Hunger strikes have also been used as tools of collective action. In 2017, thousands of Palestinian political prisoners refused food for weeks on end all at the same time demanding basic rights. In some cases, these mass strikes have resulted in deals being reached to improve detention conditions, such as increasing family visitations and better medical services.
Yet often the Israeli regime responds to hunger strikes by punishing the prisoners further- by placing them in isolation, transferring them to different cells and even stopping family visits.
In some circumstances, the Israeli regime has resorted to force feeding hunger striking prisoners- a practice that the United Nations has called tantamount to torture and a violation of international law. In the 1970s and 1980s several Palestinian prisoners died from being force fed by the Israeli authorities, which resulted in a cessation order from the Israeli High Court. However in 2012, the Israeli government reinstated the practice of force feeding Palestinian political prisoners.
Hunger strikes have been used around the world by both activists and political prisoners alike for hundreds of years. In the early 20th century, British and American suffragettes frequently used them as means of protest. Yet they have become more widespread in the last few decades as a means of prison resistance.
In 1981 in Ireland, imprisoned leader of the Irish Revolutionary Army (IRA) Bobby Sands led a collective hunger strike in protest of the removal of the “special status” granted to IRA political prisoners. After 66 days, Sands died, along with nine other strikers.
After Sand’s death, Palestinian political prisoners wrote a letter in solidarity and smuggled it out of the prison. It read, “We salute the heroic struggle of Bobby Sands and his comrades, for they have sacrificed the most valuable possession of any human being. They gave their lives for freedom.”
A few years after the Irish hunger strikers, Black South Africans also embarked on mass hunger strikes in protest of their incarceration by the apartheid regime. Meanwhile, Kurdish political prisoners held by the Turkish state were being inspired by Palestinian and Irish hunger strikers alike.
For political prisoners like those mentioned above, hunger strikes are a means of resistance in a context where they are stripped of all agency and control. Although at first glance hunger strikes may appear antithetical to the struggle for liberation by inflicting damage on oneself, they allow political prisoners to seize back the power of life and death from the incarceration regime.
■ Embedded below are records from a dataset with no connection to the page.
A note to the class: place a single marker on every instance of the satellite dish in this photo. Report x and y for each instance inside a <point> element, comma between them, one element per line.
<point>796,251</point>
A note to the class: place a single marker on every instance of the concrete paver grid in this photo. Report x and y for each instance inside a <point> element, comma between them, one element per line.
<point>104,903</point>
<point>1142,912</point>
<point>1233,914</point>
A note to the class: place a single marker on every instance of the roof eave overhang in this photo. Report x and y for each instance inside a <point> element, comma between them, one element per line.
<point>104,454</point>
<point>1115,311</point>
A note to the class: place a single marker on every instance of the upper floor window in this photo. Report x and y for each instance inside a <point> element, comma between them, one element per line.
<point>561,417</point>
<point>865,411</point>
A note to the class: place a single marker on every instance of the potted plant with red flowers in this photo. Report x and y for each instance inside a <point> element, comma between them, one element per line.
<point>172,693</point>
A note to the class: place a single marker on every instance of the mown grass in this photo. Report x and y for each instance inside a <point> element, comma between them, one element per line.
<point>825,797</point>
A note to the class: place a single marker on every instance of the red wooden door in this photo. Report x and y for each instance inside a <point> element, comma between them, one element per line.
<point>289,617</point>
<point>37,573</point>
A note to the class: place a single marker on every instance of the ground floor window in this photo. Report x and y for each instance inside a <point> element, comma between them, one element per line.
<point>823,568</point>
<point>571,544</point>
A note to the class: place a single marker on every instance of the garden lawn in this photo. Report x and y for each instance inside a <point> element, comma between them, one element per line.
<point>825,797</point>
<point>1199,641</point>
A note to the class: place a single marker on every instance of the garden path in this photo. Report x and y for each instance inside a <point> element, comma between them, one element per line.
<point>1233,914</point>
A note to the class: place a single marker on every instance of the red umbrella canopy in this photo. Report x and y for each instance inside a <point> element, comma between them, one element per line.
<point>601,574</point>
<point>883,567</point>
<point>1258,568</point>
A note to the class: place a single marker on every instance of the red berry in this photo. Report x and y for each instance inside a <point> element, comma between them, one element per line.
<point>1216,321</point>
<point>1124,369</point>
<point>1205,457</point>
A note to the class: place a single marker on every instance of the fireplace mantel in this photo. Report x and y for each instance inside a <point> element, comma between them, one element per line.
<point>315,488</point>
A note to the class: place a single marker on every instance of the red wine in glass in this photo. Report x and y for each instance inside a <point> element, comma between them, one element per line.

As Palestinian scholar Dr. Malaka Shwaikh writes, “The prisoners’ power is embodied in their choice of action, and their ability to start and end it whenever they want. Through their strikes, the prisoners claim the ownership of their own bodies and even lives.”
Indeed Hisham Abu Hawash, and thousands before him, have embarked on this practice as one of the only tools at their disposal to reclaim power and resist the Israeli regime. And until Israel’s brutal incarceration regime ends, no doubt many others will follow in his footsteps.
Yara Hawari is the Palestine Policy Fellow of Al-Shabaka, the Palestinian Policy Network.